Society as a whole has come so completely to rely on cheap and readily available sources of energy and materials through access to fossil resources such as oil, coal and natural gas that the extent of the challenge facing humanity in seeking to move to more sustainable ways of supporting ourselves has not been sufficiently recognised by the public. One credible estimate (Dukes 2003) suggests that each 50-L tank of petrol/gasoline we use has arisen for more than 1000 tons of prehistoric biomass. I estimateFootnote 1 that providing straw as the source of energy (without even addressing what fuel and propulsion system would be needed) to power jet air travel in the USA for a year would require an area of farmland equivalent to the size of Spain. Were we to seek to avoid using modern agricultural methods, including synthetic fertilisers and mechanised planting and harvesting equipment, yet more land would be needed to provide output to replace lower yields, as well as additional labour to plant, tend and harvest it. If we were to retain modern methods without access to fossil fuel, we would need to grow additional biomass to replace the latter to power the agricultural system.

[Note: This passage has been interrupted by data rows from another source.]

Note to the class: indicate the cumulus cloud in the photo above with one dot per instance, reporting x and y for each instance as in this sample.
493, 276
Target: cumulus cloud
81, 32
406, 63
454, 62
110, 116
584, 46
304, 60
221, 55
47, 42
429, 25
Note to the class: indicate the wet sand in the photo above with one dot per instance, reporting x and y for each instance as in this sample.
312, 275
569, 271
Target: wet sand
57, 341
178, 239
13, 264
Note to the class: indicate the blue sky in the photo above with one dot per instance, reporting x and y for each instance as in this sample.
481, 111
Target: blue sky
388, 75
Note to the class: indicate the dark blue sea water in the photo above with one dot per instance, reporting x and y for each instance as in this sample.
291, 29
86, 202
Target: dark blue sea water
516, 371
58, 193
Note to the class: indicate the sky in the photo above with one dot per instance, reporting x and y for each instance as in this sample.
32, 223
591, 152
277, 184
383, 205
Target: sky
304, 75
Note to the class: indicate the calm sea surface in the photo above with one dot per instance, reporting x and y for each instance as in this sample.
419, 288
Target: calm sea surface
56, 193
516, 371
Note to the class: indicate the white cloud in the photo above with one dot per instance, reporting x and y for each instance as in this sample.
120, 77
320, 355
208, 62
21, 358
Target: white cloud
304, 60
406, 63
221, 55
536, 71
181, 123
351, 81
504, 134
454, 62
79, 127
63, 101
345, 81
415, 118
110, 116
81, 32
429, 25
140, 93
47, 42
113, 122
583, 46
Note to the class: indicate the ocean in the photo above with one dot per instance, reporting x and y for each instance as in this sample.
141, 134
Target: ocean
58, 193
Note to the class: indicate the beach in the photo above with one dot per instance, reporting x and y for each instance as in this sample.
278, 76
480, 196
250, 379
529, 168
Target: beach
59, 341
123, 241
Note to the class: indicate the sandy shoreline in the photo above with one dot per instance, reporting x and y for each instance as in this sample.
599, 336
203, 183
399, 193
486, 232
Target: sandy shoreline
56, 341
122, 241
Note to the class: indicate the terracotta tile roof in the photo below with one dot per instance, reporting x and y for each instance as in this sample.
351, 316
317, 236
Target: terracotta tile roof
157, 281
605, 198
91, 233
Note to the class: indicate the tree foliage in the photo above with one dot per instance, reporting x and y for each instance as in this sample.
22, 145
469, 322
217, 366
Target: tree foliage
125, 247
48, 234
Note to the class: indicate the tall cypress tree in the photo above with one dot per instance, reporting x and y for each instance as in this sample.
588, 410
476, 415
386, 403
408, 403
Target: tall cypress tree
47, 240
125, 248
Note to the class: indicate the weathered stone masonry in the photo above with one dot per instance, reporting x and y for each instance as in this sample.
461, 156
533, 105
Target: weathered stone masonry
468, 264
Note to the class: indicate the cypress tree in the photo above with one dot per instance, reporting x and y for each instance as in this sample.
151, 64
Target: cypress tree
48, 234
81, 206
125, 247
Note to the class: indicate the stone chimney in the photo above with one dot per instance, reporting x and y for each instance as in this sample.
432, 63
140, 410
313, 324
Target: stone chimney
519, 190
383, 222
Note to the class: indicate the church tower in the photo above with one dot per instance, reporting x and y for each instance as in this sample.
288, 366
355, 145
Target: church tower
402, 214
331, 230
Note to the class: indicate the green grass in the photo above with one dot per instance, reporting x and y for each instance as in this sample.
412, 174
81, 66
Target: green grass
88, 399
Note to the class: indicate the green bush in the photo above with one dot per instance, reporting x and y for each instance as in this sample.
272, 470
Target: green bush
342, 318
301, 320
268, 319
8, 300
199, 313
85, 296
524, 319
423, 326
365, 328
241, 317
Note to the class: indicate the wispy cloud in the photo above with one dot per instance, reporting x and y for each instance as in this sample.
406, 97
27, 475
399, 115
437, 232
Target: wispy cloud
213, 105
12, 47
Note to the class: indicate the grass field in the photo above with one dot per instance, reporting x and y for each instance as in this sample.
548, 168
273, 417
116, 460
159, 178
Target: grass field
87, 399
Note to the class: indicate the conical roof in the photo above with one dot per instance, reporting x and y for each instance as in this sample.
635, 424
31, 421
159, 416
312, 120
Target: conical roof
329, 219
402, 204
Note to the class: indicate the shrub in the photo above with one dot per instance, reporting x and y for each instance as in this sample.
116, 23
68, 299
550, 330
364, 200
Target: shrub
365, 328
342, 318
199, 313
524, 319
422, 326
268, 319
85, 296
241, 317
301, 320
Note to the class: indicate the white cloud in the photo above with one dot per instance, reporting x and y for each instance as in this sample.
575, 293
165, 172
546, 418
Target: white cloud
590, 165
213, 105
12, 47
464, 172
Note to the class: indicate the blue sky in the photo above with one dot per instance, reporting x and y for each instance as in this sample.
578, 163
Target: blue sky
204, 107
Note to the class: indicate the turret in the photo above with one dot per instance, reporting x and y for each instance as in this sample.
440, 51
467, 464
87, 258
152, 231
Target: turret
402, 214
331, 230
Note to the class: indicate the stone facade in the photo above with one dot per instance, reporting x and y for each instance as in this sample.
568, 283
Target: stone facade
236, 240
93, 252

There is no doubt humanity is faced with multiple challenges, political, social and environmental, with a variety of prescriptions proposed to address them sustainably. These include arguments for and against the role of technology, including chemical technology, seen simultaneously as the cause of, and solution to, these challenges. It is perhaps understandable that believers in the green chemistry movement overlook the deficiencies of the principles because of the transparent worthiness of their aims. More cynically, those seeking research funding and evidence of impact will hardly highlight the weaknesses of the principles they invoke as motivation of their work, particularly as it can be presented as having potentially beneficial consequences. But then, of course, much chemistry research that does not invoke these principles may equally result in similar benefits. We cannot know. Bearing in mind that consumers and activists can, using social media, make or break corporate reputations, it is also unsurprising that companies that sell products whose effectiveness and availability is reliant upon the chemist’s art will seek to shift responsibility to chemical manufacturers should questions of environmental impact arise. Furthermore, the benefits to corporate reputations that may arise from the receipt of a green chemistry award may also dampen any unease at claiming that the development of a new product or process is driven by green chemistry principles rather than admit to the more prosaic motivations of market development, competition, cost reduction or straightforward innovation that may well have led to the development anyway. Much, therefore, depends on perception and personal attitudes. However, one would hope that rational thinking using well-founded evidence would be basis of any debate or decision-making in moving towards better and more effective sustainable technologies.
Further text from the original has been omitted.